Viktor Kuncak and Martin Rinard. On the boolean algebra of shape analysis constraints. Technical report, MIT CSAIL, August 2003.

Shape analysis is a promising technique for statically verifying and extracting properties of programs that manipulate complex data structures. We introduce a new characterization of constraints that arise in parametric shape analysis based on manipulation of three-valued structures as dataflow facts. We identify an interesting syntactic class of first-order logic formulas that captures the meaning of three-valued structures under concretization. This class is broader than previously introduced classes, allowing for a greater flexibility in the formulation of shape analysis constraints in program annotations and internal analysis representations.
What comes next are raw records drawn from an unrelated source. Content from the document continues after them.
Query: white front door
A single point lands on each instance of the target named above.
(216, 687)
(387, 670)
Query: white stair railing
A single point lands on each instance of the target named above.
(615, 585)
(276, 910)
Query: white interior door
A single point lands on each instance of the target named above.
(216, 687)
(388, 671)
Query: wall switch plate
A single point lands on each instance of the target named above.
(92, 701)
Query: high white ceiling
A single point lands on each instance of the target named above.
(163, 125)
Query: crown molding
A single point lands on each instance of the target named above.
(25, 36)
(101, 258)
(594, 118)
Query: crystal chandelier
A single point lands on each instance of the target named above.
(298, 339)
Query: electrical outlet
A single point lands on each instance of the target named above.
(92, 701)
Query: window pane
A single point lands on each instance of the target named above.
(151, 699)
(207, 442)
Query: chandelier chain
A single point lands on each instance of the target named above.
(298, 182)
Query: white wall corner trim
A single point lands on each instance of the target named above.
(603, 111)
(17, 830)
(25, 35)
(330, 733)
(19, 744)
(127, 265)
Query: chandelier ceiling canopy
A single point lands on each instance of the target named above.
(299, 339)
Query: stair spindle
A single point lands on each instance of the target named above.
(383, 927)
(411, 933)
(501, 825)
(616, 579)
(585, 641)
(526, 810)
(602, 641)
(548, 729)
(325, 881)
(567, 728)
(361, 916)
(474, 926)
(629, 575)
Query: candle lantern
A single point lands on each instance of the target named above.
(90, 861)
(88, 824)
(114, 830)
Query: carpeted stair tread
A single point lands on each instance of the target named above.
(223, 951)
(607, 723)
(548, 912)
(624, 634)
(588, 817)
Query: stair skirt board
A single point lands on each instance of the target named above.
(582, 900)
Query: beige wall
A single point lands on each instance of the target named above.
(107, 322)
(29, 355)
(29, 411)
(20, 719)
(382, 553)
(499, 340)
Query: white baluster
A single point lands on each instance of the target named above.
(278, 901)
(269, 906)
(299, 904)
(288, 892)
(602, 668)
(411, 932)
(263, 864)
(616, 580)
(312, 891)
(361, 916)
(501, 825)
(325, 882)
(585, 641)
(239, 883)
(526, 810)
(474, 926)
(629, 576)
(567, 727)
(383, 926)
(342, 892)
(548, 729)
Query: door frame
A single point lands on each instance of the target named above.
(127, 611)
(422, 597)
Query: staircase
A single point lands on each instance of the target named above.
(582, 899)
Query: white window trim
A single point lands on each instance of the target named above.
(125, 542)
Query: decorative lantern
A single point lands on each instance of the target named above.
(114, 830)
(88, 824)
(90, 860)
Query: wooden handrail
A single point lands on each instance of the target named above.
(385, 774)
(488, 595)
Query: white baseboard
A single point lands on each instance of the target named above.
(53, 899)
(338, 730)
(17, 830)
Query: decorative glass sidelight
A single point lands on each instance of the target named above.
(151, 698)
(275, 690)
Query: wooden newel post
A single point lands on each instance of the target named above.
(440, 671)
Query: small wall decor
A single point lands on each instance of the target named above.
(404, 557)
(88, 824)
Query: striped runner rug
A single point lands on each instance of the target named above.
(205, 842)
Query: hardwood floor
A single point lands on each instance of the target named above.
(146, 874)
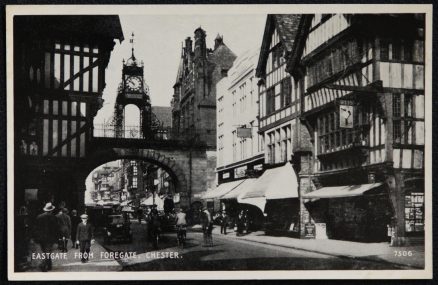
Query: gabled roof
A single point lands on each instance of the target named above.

Three-valued structures can be viewed as one possible normal form of the formulas in our class. Moreover, we characterize the meaning of three-valued structures under “tight concretization”. We show that the seemingly minor change from concretization to tight concretization increases the expressive power of three-valued structures in such a way that the resulting constraints are closed under all boolean operations. We call the resulting constraints boolean shape analysis constraints. The main technical contribution of this paper is a natural syntactic characterization of boolean shape analysis constraints as arbitrary boolean combinations of first-order sentences of certain form, and an algorithm for transforming such boolean combinations into the normal form that corresponds directly to three-valued structures. Our result holds in the presence of arbitrary shape analysis instrumentation predicates. The result enables the reduction (without any approximation) of the entailment and the equivalence of shape analysis constraints to the satisfiability of shape analysis constraints. When the satisfiability of the constraints is decidable, our result implies that the entailment and the equivalence of the constraints are also decidable, which enables the use of constraints in a compositional shape analysis with a predictable behavior.